I often think about this in the context of the collapse of the Soviet Union. The other day, I had occasion to spend some time at Sawyer Library reading through the 1991 run of The New Republic. What's left of the historian in me loves spending time this way, and I always marvel at how things have changed. The first thing that struck me is the amount of writing about what was happening in Russia. There were detailed observations about changes in state news telecasts, about the ominous violence between Azerbaijan and Armenia over Nagorno-Karabakh, about price changes in the markets and the splits between Sakharov and Solzhenitsyn in the dissident community. The coverage was extensive and informed, and overall pretty good and insightful.
And yet, it was slightly off. Throughout the spring, writers frequently referred to "glasnost" in the past tense.
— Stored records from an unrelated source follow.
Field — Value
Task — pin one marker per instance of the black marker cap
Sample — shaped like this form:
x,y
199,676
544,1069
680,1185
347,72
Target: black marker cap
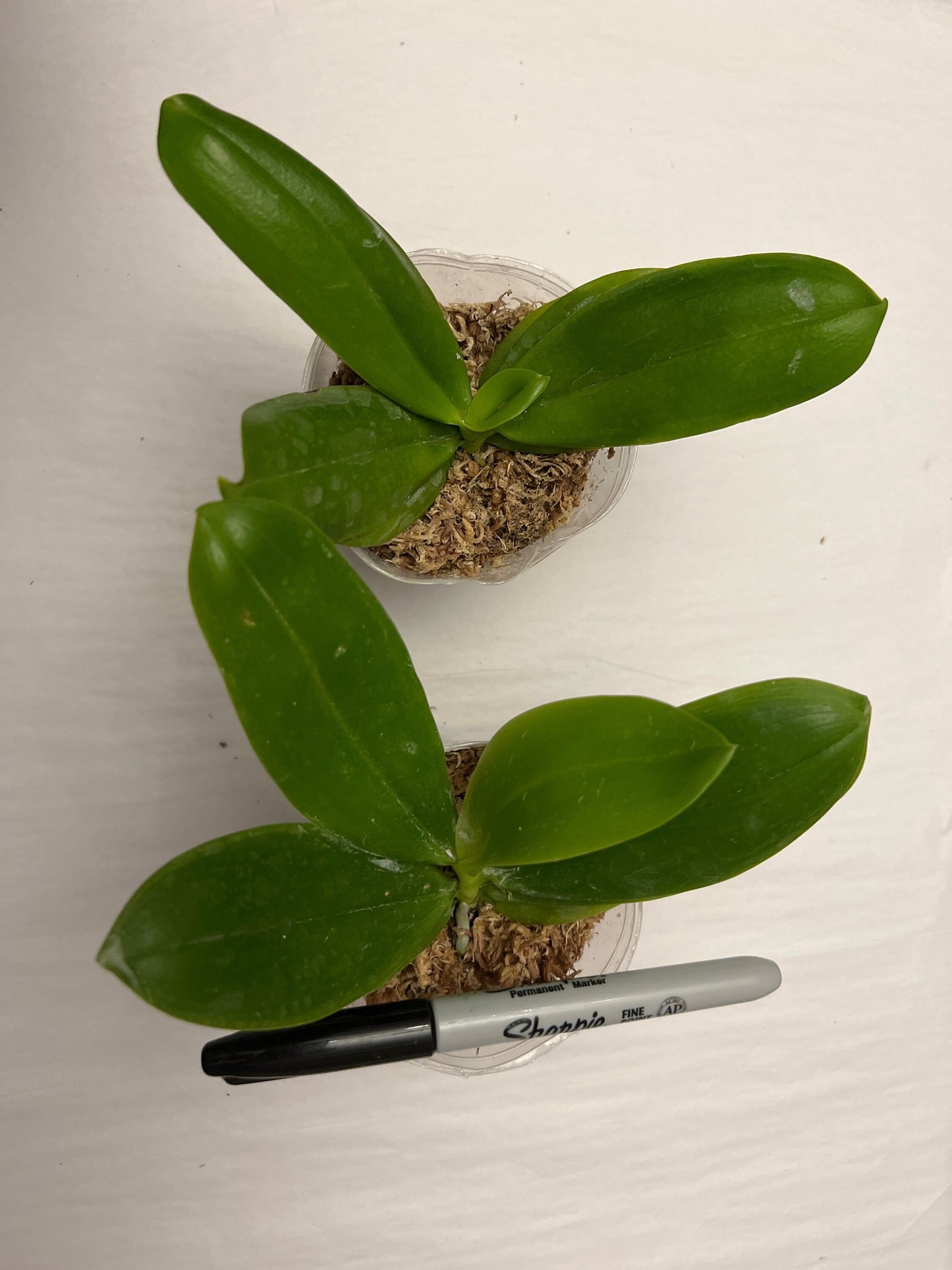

There was a tenor that Gorbachev was pulling back from reform, as demonstrated by the growing number of perceived hardliners he was putting in place in the Kremlin. Of course, those reactionaries would lead a coup against him that August, whose failure sealed the fate of the Soviet Union once and for all. But no one could accurately see the ways that Gorbachev was being pressured from within, or just how dramatically the Russian people had moved away from the regime.
These are the moments that force everything out into the open, and time will tell what the current unrest in Tehran says about the regime and its relationship with the people. From what I've read so far -- and I'm by no means an expert -- we've been hearing in the media for a long while about the Westernizing, reform-minded, young generation in Iran, and that demographics and political pressure suggested change was in the air. But what seemed to happen in the election is that the conservative "silent majority," with an assist from the authorities, have stepped in. It remains to be seen if this is going to be more like the August Coup or Tiananmen Square.